1- Ayah

106 11 0
                                    

Sesak itulah asupan giziku setiap melihat ayahku terluka
-Singkat-

Singkat sudah bangun sejak subuh tadi. Ia merasa badanya pegal pegal karena acara MOS kemarin yang sangat melelahkan.

Jarum jam sudah menunjukan pukul 06.15 pagi. Tapi, dia masih sibuk dengan sundukan dan daging ayamnya.

Setelah semua sudah siap dan hari juga semakin siang. Ia beranjak dari dapur mengambil tas sekolahnya dan memakai sepatunya.

Namun ketika akan berpamitan dengan Ayahnya. Singkat melihat ayahnya yang masih berbaring di atas tempat tidur.

Tidak biasanya ayah jam segini belum bangun, heran Singkat dalam hati.

Akhirnya dengan langkah berani, ia masuk kedalam kamar ayahya. Kemudian menghampirinya. Namun, ia kaget melihat ayahnya yang menggigil kedinginan. Lantas ia meletakkan punggung tangannya di atas kening ayahnya. Ia merasakan kening ayahnya yang terasa hangat maksudnya panas.

Ayah Demam.

Itulah yang ada difikiran Singkat. Ayahnya yang masih memejamkan matanya itu, tidak menyadari jika sedari tadi putrinya berada disampingnya.

Kemudian singkat melangkahkan kakinya menuju dapur mengambil kain handuk mini, baskom, dan es batu.

Dilihatnya jam sudah menunjukan pukul 06.45. Jadi lima belas menit lagi dia akan telat.

Singkat menghiraukan hal itu. Yang terpenting kali ini adalah Ayahnya.
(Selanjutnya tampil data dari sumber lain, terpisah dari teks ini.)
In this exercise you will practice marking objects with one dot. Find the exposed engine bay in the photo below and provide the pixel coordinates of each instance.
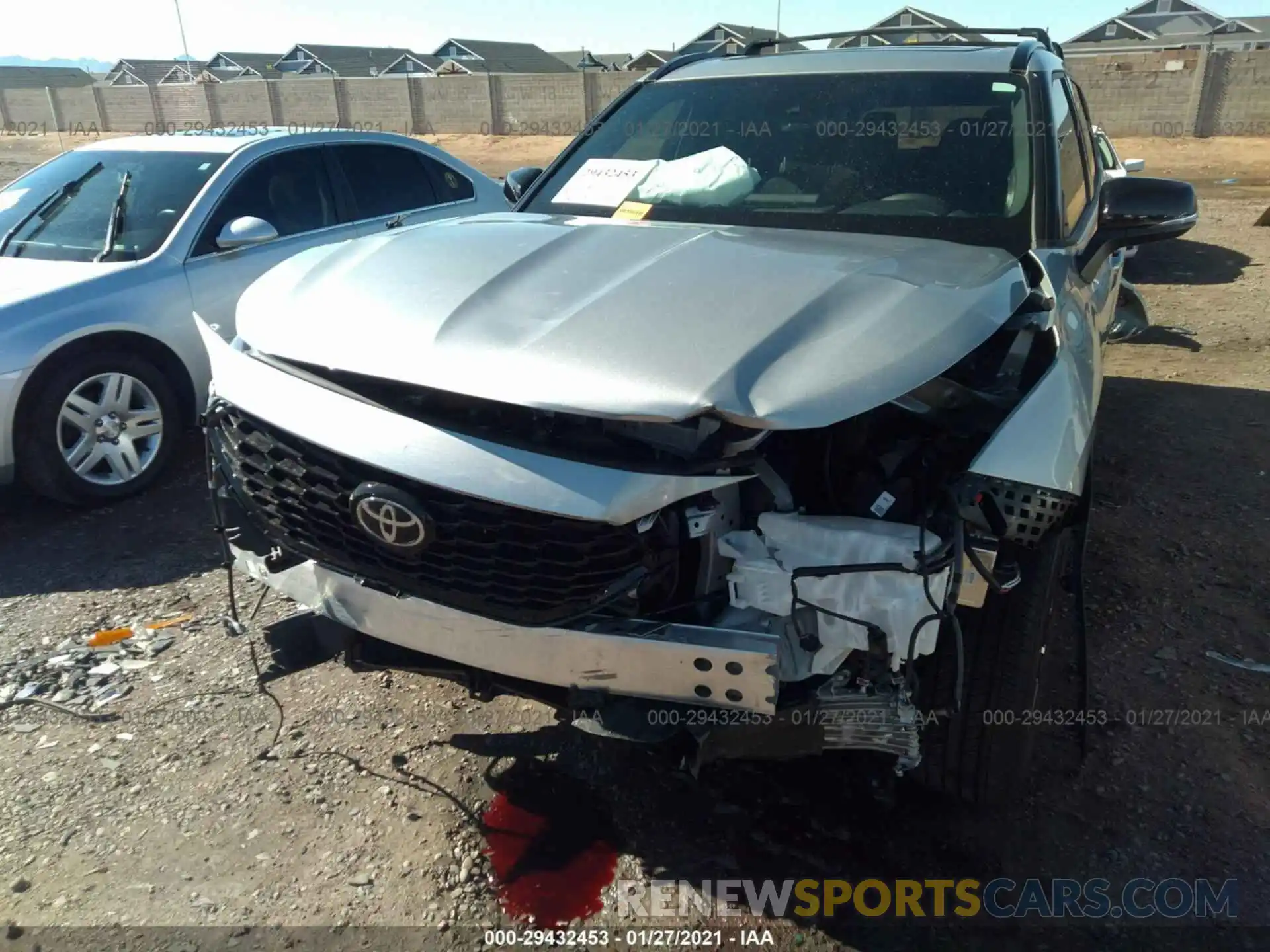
(851, 546)
(712, 561)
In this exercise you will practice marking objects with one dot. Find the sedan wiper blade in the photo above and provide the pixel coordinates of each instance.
(112, 229)
(48, 204)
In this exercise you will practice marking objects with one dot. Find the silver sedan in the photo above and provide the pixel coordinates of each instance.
(107, 251)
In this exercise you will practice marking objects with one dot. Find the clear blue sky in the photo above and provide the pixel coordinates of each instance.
(148, 28)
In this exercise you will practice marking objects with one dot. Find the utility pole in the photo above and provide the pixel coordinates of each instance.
(181, 26)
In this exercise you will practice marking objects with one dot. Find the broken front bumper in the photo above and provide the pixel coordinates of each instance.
(677, 663)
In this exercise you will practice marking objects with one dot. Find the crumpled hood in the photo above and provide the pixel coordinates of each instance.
(773, 328)
(27, 278)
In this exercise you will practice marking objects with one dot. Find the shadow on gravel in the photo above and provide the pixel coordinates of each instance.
(1185, 262)
(161, 536)
(1165, 337)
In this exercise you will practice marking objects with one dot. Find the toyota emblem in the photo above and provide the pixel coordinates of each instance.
(390, 517)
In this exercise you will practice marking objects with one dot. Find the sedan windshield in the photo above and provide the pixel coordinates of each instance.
(944, 155)
(64, 210)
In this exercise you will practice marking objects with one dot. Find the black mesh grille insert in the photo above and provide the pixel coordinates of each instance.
(486, 557)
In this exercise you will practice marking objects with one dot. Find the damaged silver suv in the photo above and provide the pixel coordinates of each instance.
(760, 424)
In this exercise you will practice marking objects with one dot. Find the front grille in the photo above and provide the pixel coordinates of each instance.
(486, 557)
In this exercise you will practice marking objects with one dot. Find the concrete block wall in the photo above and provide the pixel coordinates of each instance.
(305, 103)
(1244, 107)
(1166, 93)
(182, 107)
(554, 104)
(77, 111)
(127, 108)
(376, 104)
(603, 88)
(240, 104)
(451, 104)
(27, 111)
(1141, 95)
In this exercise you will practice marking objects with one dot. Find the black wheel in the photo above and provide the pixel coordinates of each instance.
(984, 754)
(99, 428)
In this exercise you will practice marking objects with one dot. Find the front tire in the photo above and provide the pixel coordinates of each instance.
(98, 429)
(984, 754)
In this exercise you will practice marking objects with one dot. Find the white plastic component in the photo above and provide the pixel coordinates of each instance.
(882, 506)
(712, 178)
(893, 601)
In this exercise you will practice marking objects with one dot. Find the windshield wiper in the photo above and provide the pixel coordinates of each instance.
(112, 230)
(48, 205)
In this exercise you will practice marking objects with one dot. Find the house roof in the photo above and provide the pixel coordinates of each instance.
(706, 41)
(498, 56)
(1169, 23)
(40, 77)
(662, 55)
(352, 60)
(251, 65)
(923, 23)
(155, 71)
(572, 58)
(423, 63)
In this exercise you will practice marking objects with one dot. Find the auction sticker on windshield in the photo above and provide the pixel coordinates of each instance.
(8, 200)
(603, 182)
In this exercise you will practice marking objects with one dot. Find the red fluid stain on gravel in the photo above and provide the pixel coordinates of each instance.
(546, 867)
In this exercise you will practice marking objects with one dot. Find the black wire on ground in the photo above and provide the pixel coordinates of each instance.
(233, 623)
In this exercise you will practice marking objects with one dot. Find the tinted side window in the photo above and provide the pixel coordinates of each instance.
(1085, 132)
(1071, 165)
(385, 179)
(1105, 151)
(291, 190)
(451, 186)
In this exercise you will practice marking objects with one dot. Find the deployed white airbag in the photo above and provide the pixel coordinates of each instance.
(712, 178)
(893, 601)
Ia mengompres kening ayahnya dengan hati hati diikuti ciuman dikening ayahnya.

Ini memang menjadi kebiasaan Singkat ketika ayahnya sakit. Karena menurutnya ciuman seorang anak adalah penawar terbaik untuk orang tuannya. Ya pada kodratnya jika tidak disertai cinta kasih nan tulus serta pembuktian itu sama aja. Mau dicium sampai merah merah juga akan tetap sama. Dan ciuman hanya sebagai perantara penyalur semangat. Pikir Singkat seperti itulah.
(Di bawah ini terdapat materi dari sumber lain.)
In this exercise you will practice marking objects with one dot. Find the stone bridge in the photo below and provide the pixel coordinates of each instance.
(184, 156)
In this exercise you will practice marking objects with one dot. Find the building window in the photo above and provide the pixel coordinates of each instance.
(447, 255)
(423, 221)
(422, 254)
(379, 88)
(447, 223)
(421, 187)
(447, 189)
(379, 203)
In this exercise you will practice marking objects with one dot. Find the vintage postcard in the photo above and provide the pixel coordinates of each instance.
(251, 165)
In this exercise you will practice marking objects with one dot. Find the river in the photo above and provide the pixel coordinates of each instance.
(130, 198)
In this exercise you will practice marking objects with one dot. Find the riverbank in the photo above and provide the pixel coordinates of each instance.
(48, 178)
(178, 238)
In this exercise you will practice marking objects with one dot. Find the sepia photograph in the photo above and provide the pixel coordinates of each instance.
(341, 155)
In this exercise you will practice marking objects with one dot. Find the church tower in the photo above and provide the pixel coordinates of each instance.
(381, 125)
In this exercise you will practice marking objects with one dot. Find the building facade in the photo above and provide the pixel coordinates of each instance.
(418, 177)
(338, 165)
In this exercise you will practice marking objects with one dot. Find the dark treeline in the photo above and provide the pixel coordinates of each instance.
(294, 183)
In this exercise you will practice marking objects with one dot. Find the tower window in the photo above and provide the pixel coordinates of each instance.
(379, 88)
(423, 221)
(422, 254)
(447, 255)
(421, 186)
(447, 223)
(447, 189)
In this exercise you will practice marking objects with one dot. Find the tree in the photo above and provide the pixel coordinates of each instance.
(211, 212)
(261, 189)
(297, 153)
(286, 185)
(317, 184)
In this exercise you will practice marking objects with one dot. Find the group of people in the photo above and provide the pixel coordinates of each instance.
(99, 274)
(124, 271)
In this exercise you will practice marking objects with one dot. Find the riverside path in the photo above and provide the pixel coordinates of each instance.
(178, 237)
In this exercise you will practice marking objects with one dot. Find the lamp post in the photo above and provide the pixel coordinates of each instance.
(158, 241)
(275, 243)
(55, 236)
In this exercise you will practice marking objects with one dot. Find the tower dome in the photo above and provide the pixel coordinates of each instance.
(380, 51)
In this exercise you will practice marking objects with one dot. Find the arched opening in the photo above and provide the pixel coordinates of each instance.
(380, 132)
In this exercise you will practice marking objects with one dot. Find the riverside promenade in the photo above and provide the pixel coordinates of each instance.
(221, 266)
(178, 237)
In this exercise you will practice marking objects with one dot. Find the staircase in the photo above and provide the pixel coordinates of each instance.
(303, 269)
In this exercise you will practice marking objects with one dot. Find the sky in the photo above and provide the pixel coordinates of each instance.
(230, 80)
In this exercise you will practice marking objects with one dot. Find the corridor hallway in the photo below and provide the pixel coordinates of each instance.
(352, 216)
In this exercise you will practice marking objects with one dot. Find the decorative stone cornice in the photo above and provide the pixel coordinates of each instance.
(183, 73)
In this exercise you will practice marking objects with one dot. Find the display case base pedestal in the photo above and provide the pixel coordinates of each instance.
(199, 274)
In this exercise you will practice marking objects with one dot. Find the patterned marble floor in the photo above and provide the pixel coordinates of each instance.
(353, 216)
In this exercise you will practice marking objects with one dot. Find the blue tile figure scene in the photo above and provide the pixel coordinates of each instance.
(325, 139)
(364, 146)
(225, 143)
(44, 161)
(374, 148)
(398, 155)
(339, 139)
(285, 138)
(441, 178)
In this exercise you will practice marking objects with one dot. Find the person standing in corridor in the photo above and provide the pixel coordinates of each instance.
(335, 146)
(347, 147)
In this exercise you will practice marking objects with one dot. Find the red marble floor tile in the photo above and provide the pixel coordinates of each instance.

Mungkin itu pemikiran yang so queer. Benar benar aneh.

"Lho kamu enggak sekolah?," ayah Singkat tiba-tiba bangun dan langsung menanyai putrinya.

"Tidak ayah," balasnya.

"Ini hari pertamamu sekolah, ayah tidak apa apa,"

Singkat menggeleng pelan "Ayah sakit mana mungkin Singkat pergi ke sekolah meninggalkan ayah dalam keadaan begini,"

"Maaf ayah selalu merepotkanmu,"

"Shuttt, ini sudah kewajiban Singkat,"

Singkat berjalan menuju dapur, mengambil sepiring bubur yang baru saja ia buat. Ia menyuapi ayahnya dengan sangat telaten. Dan meracik obat untuk ayahnya.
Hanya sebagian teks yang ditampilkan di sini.